Abstract

Pleural biomarkers allowing to mini-invasively discriminate benign from malignant pleural effusions are needed. Among potential candidates, microparticles (MPs) are extracellular vesicles that vectorize antigen derived from the parent cell. We hypothesized that tumor-derived MPs could be present in the pleural liquid and help to identify patients with malignant pleural effusions. Using highly sensitive flow cytometry and cryo-electron microscopy, we showed that large amounts of MPs from hematopoïetic and vascular origin could be detectable in pleural fluids. Their level did not differ between benign (n = 14) and malignant (n = 71) pleural effusions.
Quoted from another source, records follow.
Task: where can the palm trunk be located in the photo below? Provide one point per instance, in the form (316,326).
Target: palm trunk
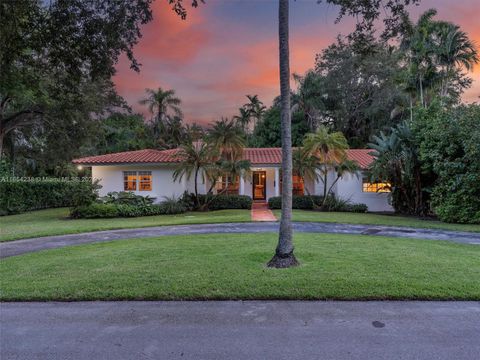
(284,257)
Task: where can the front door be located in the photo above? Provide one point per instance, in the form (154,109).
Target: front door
(259,185)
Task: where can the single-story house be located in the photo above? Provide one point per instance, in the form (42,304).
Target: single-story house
(150,172)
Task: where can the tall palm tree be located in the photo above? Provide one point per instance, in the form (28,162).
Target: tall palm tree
(227,137)
(196,158)
(284,256)
(455,50)
(305,165)
(243,118)
(329,148)
(162,104)
(255,109)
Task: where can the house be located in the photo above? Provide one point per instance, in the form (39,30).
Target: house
(150,172)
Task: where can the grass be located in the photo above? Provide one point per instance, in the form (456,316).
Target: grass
(216,267)
(56,222)
(376,219)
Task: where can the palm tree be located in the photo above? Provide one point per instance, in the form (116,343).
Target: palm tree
(196,158)
(329,148)
(162,104)
(305,165)
(255,109)
(243,118)
(227,137)
(284,256)
(456,51)
(308,98)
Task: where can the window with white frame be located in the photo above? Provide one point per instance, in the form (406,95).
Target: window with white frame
(368,186)
(137,180)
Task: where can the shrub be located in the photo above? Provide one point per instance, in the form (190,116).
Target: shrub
(314,202)
(172,206)
(302,202)
(95,210)
(25,194)
(127,198)
(221,202)
(216,202)
(109,210)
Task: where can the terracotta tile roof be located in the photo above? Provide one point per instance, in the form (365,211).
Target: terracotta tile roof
(257,156)
(131,157)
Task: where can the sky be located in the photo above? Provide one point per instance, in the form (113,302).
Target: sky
(227,49)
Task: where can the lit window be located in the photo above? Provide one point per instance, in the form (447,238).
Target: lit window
(129,180)
(145,180)
(226,185)
(298,185)
(375,187)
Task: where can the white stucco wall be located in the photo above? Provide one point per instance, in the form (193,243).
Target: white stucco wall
(111,179)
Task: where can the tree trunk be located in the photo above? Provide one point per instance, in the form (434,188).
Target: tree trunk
(284,256)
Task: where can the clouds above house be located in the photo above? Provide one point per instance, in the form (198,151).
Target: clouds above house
(228,49)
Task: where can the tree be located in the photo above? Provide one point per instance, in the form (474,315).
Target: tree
(267,132)
(195,159)
(330,149)
(397,165)
(284,256)
(358,94)
(255,109)
(167,116)
(53,51)
(227,137)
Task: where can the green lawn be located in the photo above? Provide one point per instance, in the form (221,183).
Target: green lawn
(376,219)
(56,222)
(220,267)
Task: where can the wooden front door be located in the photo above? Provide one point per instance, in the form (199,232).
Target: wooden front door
(259,182)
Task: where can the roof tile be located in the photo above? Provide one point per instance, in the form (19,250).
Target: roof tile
(257,156)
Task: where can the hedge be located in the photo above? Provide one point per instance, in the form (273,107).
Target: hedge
(303,202)
(18,195)
(217,202)
(111,210)
(311,202)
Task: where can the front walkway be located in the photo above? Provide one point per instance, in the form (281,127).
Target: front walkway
(241,330)
(19,247)
(261,212)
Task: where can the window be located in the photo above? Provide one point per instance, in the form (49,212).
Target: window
(144,179)
(226,185)
(375,187)
(129,180)
(298,187)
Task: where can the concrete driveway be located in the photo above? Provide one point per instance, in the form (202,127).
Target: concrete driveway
(18,247)
(241,330)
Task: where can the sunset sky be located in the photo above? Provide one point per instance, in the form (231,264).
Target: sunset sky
(227,49)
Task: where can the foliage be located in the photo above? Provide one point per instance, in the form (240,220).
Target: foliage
(397,163)
(449,144)
(57,61)
(316,202)
(267,131)
(25,194)
(218,202)
(359,92)
(130,208)
(120,132)
(126,198)
(167,127)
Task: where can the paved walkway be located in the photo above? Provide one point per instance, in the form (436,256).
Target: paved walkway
(19,247)
(261,212)
(241,330)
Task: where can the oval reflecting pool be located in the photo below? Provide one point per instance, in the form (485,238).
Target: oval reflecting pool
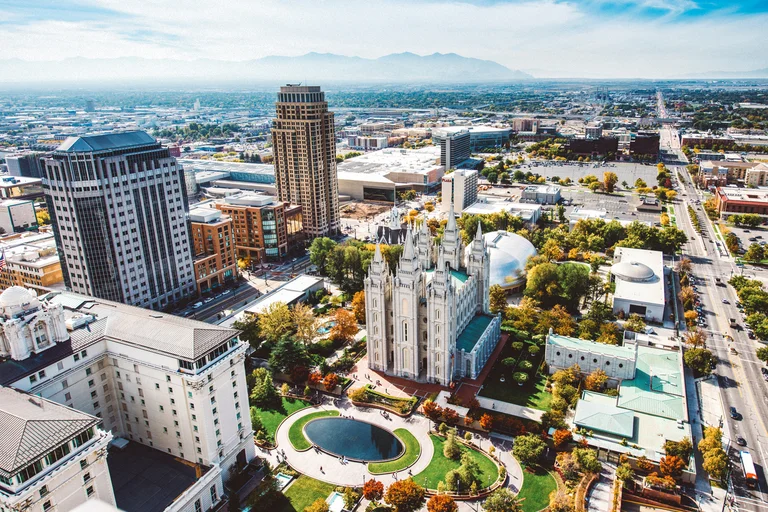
(353,439)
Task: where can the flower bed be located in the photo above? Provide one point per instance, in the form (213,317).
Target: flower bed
(366,396)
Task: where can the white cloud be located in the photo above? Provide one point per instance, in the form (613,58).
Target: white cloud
(557,36)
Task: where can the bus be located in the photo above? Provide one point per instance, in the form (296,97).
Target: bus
(750,474)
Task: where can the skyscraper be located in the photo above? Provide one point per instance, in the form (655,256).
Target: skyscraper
(305,157)
(118,207)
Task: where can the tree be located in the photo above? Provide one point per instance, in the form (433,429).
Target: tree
(450,416)
(528,449)
(671,465)
(264,393)
(451,448)
(275,321)
(699,360)
(331,381)
(405,496)
(346,325)
(319,251)
(373,490)
(560,501)
(43,217)
(486,421)
(562,437)
(755,253)
(319,505)
(596,380)
(442,503)
(609,181)
(304,320)
(635,323)
(502,500)
(431,410)
(358,306)
(287,355)
(498,298)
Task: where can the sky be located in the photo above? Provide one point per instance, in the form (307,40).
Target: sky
(549,38)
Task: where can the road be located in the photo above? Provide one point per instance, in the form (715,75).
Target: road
(741,383)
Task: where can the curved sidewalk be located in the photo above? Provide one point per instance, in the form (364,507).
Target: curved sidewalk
(352,473)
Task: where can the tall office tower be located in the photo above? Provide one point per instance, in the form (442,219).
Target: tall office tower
(305,157)
(118,207)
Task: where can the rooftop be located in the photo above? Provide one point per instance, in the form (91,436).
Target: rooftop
(639,275)
(33,426)
(148,480)
(106,142)
(567,342)
(472,332)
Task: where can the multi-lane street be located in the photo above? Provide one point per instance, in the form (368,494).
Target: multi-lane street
(738,371)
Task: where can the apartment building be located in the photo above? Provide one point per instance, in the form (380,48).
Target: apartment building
(305,157)
(214,248)
(31,261)
(118,206)
(170,388)
(264,229)
(52,457)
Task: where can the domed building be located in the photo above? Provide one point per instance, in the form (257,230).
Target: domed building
(639,277)
(509,253)
(27,325)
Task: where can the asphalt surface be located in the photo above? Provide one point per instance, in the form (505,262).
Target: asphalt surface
(741,383)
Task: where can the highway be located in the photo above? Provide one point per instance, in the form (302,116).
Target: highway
(741,382)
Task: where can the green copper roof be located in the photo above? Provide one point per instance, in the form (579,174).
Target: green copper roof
(472,332)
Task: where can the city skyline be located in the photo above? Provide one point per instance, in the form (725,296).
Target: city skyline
(631,38)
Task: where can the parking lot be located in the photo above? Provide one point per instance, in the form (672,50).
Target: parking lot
(626,171)
(621,207)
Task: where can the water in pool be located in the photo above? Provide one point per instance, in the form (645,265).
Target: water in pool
(354,439)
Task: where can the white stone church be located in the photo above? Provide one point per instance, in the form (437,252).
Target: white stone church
(430,320)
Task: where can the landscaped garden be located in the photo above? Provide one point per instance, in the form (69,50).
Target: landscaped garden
(271,417)
(397,404)
(486,470)
(538,483)
(303,492)
(519,358)
(296,432)
(410,456)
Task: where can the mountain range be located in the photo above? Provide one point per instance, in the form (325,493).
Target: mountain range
(314,67)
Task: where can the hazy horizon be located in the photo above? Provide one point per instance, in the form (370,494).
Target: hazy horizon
(651,39)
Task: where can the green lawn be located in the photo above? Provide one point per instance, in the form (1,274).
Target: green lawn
(440,465)
(536,489)
(296,432)
(271,418)
(531,394)
(411,455)
(303,492)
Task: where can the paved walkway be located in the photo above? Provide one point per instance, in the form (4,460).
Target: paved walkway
(600,496)
(511,409)
(355,473)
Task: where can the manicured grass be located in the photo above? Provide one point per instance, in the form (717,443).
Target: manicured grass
(440,465)
(531,394)
(536,489)
(296,432)
(271,418)
(411,455)
(303,492)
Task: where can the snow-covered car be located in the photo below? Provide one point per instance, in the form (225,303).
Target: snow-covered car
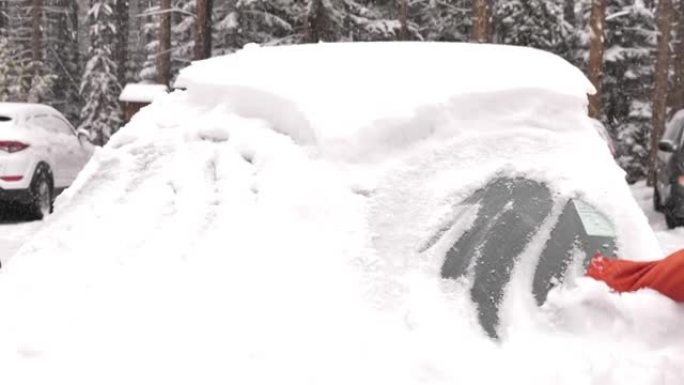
(40,155)
(413,213)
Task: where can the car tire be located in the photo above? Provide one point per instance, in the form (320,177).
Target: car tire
(670,219)
(41,191)
(657,206)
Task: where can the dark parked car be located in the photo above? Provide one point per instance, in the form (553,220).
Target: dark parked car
(668,192)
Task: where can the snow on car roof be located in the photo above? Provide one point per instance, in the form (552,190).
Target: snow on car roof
(142,92)
(23,109)
(331,90)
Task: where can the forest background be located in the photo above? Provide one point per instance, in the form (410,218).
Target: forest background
(76,55)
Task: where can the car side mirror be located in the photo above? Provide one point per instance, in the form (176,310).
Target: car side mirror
(84,137)
(666,146)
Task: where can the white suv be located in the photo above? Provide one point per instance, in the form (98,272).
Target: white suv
(40,155)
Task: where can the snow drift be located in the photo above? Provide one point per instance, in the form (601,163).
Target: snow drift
(267,226)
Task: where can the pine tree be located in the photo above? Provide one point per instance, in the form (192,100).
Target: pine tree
(100,87)
(183,35)
(26,38)
(63,57)
(203,28)
(482,18)
(662,71)
(628,81)
(533,23)
(148,41)
(443,20)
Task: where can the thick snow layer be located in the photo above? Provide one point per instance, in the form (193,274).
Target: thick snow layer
(202,245)
(141,92)
(320,93)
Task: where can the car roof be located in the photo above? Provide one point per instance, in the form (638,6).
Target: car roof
(21,110)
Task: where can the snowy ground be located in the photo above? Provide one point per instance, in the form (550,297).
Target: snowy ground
(14,231)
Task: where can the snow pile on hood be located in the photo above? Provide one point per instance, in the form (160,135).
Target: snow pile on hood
(227,236)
Analysis of selected tumoral associated antigens (podoplanin, mucin 1 and EpCAM, epithelial-cell-adhesion-molecule) evidenced for the first time the presence of tumor-derived MPs expressing EpCAM in malignant pleural fluids only (Specificity = 93%, Sensitivity = 49% and 45% for flow cytometry and ELISA, respectively). The detection of EpCAM-positive-MPs (EpCAM + MPs) by flow cytometry showed a better specificity and sensitivity than ELISA to distinguish between pleural carcinoma and the others malignant pleural effusions (MPE; Sp: 96% vs 89%; Se: 79% vs 66%). Combining EpCAM+ MPs and cytology improved the diagnosis of MPE compared to cytology alone. This study establishes the basis for using EpCAM+ MPs as a promising new biomarker that could be added to the armamentarium to mini-invasively identify patients with malignant pleural effusions.

Highlights

  • Malignant pleural effusion (MPE) is very common in cancer patients [1, 2] reflecting the dissemination of malignancy as well as advanced disease [3]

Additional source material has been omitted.